Wrestling with the pull of fatherhood

Neither warm nor fuzzy, it’s not what you’d think of as a Father’s Day movie.

And I write about it the Sunday before Father’s Day to save that day for celebration.

But at a time in which fatherhood seems in crisis, I see “The Wrestler” as an important movie on the subject.

It’s about failed fatherhood, to be sure.

Maybe the ghost of fatherhood.

But it’s also about what power the expectation of fatherhood has — an expectation of a connection that has a gravitational pull on our hearts.

Rightly praised at the movie’s 2008 release, Mickey Roarke’s performance is outstanding and grizzled.

On the far end of a career in professional wrestling, he’s behind on his rent making what money he can on the B, C and maybe D circuits.
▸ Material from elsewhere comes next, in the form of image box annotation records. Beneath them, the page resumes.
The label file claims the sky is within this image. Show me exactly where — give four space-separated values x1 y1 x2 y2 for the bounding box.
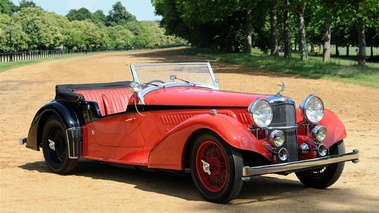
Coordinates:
12 0 161 21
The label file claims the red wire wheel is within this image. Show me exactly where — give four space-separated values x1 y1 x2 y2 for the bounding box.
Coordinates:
191 132 243 203
196 141 229 192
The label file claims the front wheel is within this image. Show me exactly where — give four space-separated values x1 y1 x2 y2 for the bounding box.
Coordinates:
42 115 77 174
191 134 243 203
296 141 345 189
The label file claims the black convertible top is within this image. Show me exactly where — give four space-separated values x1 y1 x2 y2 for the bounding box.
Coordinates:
55 81 131 102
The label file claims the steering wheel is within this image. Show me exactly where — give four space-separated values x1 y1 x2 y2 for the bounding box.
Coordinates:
145 80 165 86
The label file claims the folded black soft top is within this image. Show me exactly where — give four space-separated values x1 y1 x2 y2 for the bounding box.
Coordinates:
55 81 131 101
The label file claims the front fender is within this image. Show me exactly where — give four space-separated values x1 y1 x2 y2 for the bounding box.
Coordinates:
319 109 347 147
26 101 82 157
148 114 271 170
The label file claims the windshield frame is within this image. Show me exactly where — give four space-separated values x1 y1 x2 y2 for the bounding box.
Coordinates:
130 62 220 103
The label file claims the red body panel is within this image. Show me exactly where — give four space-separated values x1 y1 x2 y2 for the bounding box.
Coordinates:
83 87 346 170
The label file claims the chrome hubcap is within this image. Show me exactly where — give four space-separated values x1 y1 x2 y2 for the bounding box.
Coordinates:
201 160 211 175
47 139 55 151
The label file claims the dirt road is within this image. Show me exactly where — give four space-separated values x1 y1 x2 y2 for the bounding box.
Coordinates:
0 49 379 213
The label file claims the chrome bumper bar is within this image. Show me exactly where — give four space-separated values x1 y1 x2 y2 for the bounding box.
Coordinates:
242 149 359 181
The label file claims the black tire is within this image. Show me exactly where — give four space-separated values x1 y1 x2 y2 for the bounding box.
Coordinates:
42 115 77 174
296 141 345 189
190 131 243 203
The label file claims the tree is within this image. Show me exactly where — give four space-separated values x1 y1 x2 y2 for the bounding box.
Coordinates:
0 0 16 16
64 20 102 49
296 0 308 61
283 0 292 58
0 13 28 52
107 1 137 26
66 7 92 21
91 10 107 27
269 0 279 57
14 7 63 49
18 0 42 11
108 25 134 48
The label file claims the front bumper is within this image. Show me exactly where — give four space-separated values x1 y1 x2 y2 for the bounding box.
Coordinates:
242 149 359 181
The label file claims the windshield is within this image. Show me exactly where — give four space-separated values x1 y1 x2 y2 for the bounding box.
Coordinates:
130 63 219 89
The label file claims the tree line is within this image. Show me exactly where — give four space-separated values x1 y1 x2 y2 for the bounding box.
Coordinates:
151 0 379 66
0 0 187 53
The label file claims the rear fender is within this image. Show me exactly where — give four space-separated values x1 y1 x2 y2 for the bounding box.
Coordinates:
148 114 271 170
26 101 83 158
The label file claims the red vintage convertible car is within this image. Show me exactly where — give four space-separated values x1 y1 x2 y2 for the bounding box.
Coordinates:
21 63 359 203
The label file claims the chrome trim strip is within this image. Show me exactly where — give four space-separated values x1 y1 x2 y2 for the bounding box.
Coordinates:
20 138 28 145
262 126 297 130
242 149 359 181
66 127 81 159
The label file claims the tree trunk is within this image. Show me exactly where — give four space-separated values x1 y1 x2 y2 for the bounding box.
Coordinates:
299 0 308 61
283 0 292 58
358 16 366 67
270 0 279 57
322 21 332 62
370 46 374 57
245 8 253 54
336 43 340 56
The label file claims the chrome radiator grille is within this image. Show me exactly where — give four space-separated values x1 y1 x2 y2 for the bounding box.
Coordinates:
269 102 298 161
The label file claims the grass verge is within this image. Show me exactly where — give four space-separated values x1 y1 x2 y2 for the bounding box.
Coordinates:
186 48 379 88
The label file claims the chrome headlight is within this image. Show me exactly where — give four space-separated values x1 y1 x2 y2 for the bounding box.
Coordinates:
247 98 273 128
300 95 324 125
312 126 327 142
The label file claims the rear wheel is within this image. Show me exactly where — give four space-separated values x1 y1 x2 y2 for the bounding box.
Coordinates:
296 141 345 189
191 134 243 203
42 115 77 174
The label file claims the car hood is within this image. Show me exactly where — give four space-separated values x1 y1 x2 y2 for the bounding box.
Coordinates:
144 87 269 107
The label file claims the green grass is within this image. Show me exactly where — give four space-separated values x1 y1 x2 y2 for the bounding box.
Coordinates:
187 49 379 88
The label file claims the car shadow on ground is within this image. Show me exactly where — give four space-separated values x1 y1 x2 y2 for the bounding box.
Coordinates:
19 160 326 203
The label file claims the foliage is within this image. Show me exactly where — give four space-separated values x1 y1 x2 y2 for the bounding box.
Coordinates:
66 7 92 21
107 1 137 26
0 0 187 52
187 48 379 88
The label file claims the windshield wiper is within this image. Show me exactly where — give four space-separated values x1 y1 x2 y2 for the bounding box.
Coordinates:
170 75 195 86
In small gyms and VFW halls, he’s greeted as a hero by the hopefuls, has-beens and never-will-bes of the turnbuckle circuit who remember his glory days.
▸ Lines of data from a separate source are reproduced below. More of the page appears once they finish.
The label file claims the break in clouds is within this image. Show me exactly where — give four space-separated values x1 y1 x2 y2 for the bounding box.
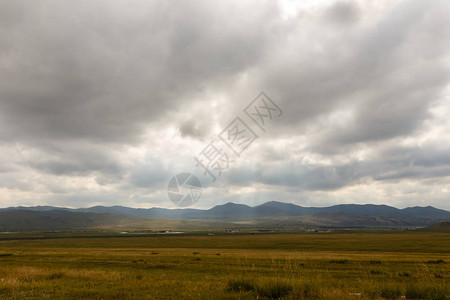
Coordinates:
0 0 450 209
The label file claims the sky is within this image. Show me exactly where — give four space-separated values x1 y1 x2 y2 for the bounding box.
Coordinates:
0 0 450 210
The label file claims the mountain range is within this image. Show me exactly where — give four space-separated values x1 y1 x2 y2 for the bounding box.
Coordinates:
0 201 450 231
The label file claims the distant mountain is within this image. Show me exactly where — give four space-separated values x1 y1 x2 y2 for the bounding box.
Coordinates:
0 209 229 232
421 222 450 232
0 201 450 226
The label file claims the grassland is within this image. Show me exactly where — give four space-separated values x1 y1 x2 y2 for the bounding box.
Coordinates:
0 232 450 299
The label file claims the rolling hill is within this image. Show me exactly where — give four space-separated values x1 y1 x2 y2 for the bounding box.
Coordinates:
0 201 450 231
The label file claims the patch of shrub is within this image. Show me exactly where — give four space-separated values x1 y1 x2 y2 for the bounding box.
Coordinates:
380 286 402 299
256 280 294 299
369 260 381 265
46 272 64 280
405 285 449 300
298 283 322 299
427 259 445 264
330 259 348 264
398 272 411 277
227 278 255 292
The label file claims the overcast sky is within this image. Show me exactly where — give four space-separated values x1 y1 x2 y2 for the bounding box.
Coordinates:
0 0 450 209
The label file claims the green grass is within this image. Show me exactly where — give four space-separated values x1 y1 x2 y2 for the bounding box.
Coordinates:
0 233 450 299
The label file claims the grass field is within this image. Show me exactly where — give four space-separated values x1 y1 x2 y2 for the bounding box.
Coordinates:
0 232 450 299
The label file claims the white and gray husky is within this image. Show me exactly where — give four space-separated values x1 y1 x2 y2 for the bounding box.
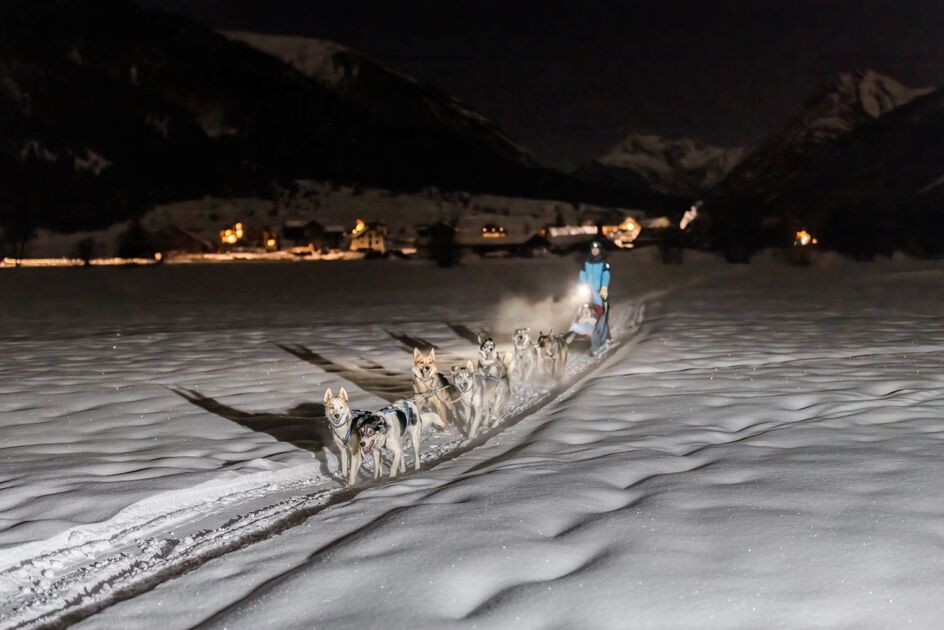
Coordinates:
511 328 539 383
476 334 511 426
538 331 577 381
413 348 456 422
324 387 444 485
452 361 487 438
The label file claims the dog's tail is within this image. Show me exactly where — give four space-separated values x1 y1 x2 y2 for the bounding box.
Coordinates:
420 411 446 429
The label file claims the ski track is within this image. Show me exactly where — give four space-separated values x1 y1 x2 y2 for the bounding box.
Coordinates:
0 302 648 630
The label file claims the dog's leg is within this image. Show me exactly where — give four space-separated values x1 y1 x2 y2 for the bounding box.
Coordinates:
469 405 485 438
373 446 383 479
334 437 348 478
347 449 361 486
410 425 422 470
388 444 406 479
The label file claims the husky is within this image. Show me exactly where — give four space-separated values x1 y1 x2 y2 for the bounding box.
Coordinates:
324 387 360 484
511 328 539 383
476 334 511 426
353 400 445 479
324 387 443 485
413 348 456 428
538 331 577 381
452 361 486 438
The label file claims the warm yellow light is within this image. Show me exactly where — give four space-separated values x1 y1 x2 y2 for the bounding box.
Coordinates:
793 230 819 247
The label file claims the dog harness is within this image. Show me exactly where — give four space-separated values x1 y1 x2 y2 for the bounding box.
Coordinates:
328 410 373 445
377 400 417 435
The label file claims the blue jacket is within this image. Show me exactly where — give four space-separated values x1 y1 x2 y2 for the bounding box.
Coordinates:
580 260 610 304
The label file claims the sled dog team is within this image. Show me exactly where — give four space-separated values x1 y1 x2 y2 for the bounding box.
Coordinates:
324 328 574 484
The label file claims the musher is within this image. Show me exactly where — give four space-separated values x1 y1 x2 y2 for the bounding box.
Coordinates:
580 240 610 355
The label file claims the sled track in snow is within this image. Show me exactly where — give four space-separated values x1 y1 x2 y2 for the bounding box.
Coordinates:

He instantly becomes one of them as they gear up for another show by sharing a trick-or-treat bag full of pills.

His whole life is, in a way, as damaged as the woman Terrie now appearing on anti-smoking commercials — the one who reminds us her cancer-damaged voice is the only one she has had to sing her grandson a lullaby.

A rematch of what once had been the professional wrestling equivalent of Ali-Frazier puts Roarke’s character back into contact with an old friend and, in the fiction of the ring story line, evil nemesis.

A diagnosis of a career-threatening and life-threatening heart ailment leads him to try to strike up a serious relationship with a woman who has always been a for-hire adult playmate. And it leads him back, too, to his biggest real-life nemesis: his ruined relationship with his adult daughter.

At first resisting his advances because he has sought her out over the years mostly when he needed money or was more desperate than usual, she relents in the face of his real and apparent sincerity.

She does so over her own chasm-deep reservations and the strident objections of a lesbian partner intimately aware of the emotional punishment the daughter has received at The Wrestler’s hands.

A wild night causes the Mickey Roarke character to stand up his daughter on what’s to be an outing that cements their reunion.

Too hurt by the repetitive-emotion injury the relationship has always been — a hurt all the more searing because she’d willingly reopened that long tender wound in the hopes of healing — she cuts off all contact with him.

He suffers, she suffers and they suffer.

This isn’t just about fatherhood or daughterhood.

It’s about all damaged family relationships.

A family creates an expectation of affection and connection. If the real thing isn’t there, the haunting ghost of expectation is.

We usually think of children being hurt most of all. But, as in a free-for-all in a wrestling ring, there’s plenty of room for all to get hurt.

And that hurt is perfectly expressed by the word estranged.

I don’t know the answers for combing out all the tangles here: How we try to figure out our own identities in the wrangle or the extent to which family expectations seem restrictive to us as individuals in our web of relationships.

Nor do I fully understand how forces outside our control in the economy or society add extra strain to all of this, other than to say I have a sense they do.

But I also have a sense that those expectations are hard-wired into us regardless.

I have a sense that we ignore them at our own risk and at the risk of others we care for.

And that makes them worth wrestling with, which is one thing “The Wrestler” makes clear.